What is mindfulness?
Mindfulness is very much the mot du jour. It seems like every day new stories surface of Silicon Valley enterprises encouraging their workforces to employ the technique, or this video of police meditating to help cope with post-traumatic stress.
Mindfulness is drawn from the Eastern philosophies and religions. The practice of sitting still and focusing on the breath is a means of stripping away the ego until all that is left is the present moment and your Buddha nature. The paradox is that if this kind of enlightenment is the goal of your meditation, that’s still your ego talking. The true goal is to have no goal. And if reading that makes your head hurt a little, rest assured it made mine hurt writing it.
A Thought I am Having
While achieving Nirvana is a worthy (if self-defeating) end, you can still get a lot from meditation even if you stay firmly grounded in Samsara. As an applied technique, mindfulness is very useful as a form of what’s called cognitive distancing – a process of creating distance between the thinker and the thought. It helps us realise that a thought is not a truth, but more like a hypothesis. The attitudinal difference between ‘I’m not good enough’ and ‘In this moment I am having the thought that I’m not good enough’ is enormous. The first is an absolute statement, a negative valuation of the self. The second allows space for the thought, but also gives space to the possibility that the next moment might bring with it a different conclusion.

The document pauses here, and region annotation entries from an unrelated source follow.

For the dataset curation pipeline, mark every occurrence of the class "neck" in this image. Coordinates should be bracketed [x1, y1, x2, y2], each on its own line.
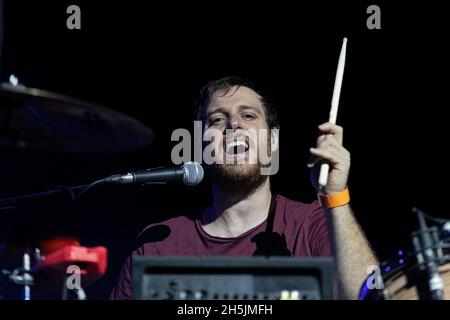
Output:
[203, 178, 272, 238]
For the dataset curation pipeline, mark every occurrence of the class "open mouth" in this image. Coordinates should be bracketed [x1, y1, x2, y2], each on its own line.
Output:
[224, 137, 249, 155]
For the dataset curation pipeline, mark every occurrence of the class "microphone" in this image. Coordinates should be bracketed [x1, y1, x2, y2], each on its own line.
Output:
[104, 162, 203, 187]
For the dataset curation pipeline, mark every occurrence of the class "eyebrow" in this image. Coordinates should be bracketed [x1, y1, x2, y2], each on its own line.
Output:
[206, 104, 263, 118]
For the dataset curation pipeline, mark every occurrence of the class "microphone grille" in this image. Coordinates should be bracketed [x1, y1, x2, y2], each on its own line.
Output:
[183, 161, 203, 186]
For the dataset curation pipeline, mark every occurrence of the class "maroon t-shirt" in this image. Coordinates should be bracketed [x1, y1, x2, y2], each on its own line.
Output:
[110, 195, 332, 299]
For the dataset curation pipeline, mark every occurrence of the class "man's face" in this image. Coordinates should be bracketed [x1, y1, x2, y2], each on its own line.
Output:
[204, 86, 274, 185]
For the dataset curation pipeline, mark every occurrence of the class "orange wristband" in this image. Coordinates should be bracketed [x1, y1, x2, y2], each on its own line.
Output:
[319, 187, 350, 209]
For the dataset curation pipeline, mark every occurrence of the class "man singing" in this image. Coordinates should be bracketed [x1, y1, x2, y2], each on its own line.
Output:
[111, 77, 377, 299]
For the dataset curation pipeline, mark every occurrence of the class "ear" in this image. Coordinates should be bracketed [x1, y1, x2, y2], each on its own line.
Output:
[270, 128, 280, 153]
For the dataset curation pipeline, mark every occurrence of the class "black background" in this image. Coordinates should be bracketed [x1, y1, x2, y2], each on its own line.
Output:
[0, 1, 450, 299]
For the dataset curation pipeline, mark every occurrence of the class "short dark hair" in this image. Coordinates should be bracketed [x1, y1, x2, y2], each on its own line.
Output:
[194, 76, 280, 129]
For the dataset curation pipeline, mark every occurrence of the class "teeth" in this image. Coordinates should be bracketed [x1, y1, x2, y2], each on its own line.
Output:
[226, 140, 248, 153]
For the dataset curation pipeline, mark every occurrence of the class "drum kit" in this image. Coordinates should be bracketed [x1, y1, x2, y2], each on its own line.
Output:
[0, 76, 154, 300]
[360, 208, 450, 300]
[0, 76, 450, 300]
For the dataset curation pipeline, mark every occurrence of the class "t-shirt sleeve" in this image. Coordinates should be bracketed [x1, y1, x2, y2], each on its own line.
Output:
[109, 255, 133, 300]
[309, 201, 333, 257]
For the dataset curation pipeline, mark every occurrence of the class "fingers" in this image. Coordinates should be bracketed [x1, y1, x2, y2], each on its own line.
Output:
[319, 122, 344, 144]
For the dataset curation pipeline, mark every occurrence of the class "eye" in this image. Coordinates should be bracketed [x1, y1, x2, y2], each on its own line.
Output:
[209, 117, 225, 124]
[242, 113, 256, 120]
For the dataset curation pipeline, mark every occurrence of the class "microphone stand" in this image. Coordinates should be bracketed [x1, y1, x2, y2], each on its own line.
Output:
[413, 208, 444, 300]
[0, 185, 89, 210]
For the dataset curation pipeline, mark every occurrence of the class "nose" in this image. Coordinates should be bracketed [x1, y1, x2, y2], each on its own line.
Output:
[226, 115, 243, 130]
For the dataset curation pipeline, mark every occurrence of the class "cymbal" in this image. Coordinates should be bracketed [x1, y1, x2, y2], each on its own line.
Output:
[0, 83, 154, 153]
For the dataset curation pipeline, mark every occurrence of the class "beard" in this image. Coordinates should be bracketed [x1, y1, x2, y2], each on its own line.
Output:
[209, 164, 268, 197]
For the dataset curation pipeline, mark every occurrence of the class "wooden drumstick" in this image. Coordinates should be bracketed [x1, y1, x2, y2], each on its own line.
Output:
[319, 38, 347, 189]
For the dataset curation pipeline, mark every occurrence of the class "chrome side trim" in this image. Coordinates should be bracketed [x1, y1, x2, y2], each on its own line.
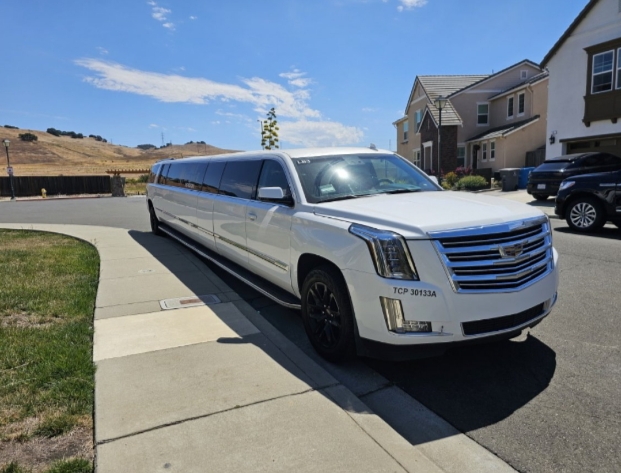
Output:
[160, 227, 302, 310]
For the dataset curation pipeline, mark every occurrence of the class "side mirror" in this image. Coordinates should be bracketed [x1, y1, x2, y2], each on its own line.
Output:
[257, 187, 293, 205]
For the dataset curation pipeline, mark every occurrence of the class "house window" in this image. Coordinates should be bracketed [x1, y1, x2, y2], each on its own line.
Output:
[591, 51, 614, 94]
[617, 47, 621, 89]
[477, 103, 489, 125]
[457, 146, 466, 167]
[413, 149, 420, 167]
[518, 93, 524, 117]
[415, 110, 423, 130]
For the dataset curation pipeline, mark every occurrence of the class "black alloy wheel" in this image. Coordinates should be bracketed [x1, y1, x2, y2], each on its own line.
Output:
[565, 197, 606, 232]
[149, 203, 163, 236]
[302, 266, 355, 362]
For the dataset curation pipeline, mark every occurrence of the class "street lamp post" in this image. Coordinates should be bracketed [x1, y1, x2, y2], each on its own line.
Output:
[433, 95, 448, 179]
[2, 139, 15, 200]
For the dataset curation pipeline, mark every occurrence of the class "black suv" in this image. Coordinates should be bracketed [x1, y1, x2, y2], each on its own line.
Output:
[526, 153, 621, 200]
[554, 171, 621, 232]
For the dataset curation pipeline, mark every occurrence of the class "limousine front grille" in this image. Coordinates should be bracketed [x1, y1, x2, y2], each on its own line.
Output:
[429, 217, 554, 293]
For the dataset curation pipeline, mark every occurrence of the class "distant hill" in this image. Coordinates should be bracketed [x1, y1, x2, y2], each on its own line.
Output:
[0, 127, 235, 176]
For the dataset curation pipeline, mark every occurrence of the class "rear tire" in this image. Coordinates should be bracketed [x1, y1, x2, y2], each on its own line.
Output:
[302, 266, 355, 362]
[149, 203, 163, 236]
[565, 197, 606, 232]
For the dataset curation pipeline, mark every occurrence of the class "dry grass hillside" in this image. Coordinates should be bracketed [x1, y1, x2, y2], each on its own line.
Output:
[0, 128, 239, 176]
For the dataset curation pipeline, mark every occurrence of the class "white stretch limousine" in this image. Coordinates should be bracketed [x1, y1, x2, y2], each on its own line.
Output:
[147, 147, 558, 361]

It can be useful to think of mindfulness as dehypnosis, a way of removing all the negative suggestions that are the detritus of our minds, the weeds that choke our mental soil. In so doing, it can provide fallow ground for spontaneous change to occur. Indeed, there is plenty of evidence that it does, and I would encourage anyone to have a daily meditation practice.
Shooting for the Bullseye
While mindfulness shies away from goals, hypnosis is all about them. In this interview in the New Scientist, Laurence Sugarman puts it like this:
‘In the West, [mindfulness] is used as a therapy to practise coping or decreasing stress. It can be really helpful when someone is sick and tired of having thoughts overtake them and needs to practise dropping out of them, for instance. But that’s where it stops. It doesn’t direct change.’
The key is the idea of directing change. Hypnosis allows us, through positive suggestion, to target specific things about the way we think, feel and behave, and work on improving them. By way of example, look at the way relaxation is achieved through both practices. In meditation, relaxation is a byproduct – by shifting our awareness away from the external, we shift into the parasympathetic nervous system. In hypnosis, on the other hand, relaxation is achieved by means of direct suggestion – you are presented with the idea that you are becoming more and more relaxed, and your body responds to that idea.
While mindfulness provides wonderful long term benefits, hypnosis can produce hugely impressive results in just a handful of sessions. Simply by focusing our attention and imagination on the person we’d like to become, we take the first step in making that person a reality. So what’s standing in your way?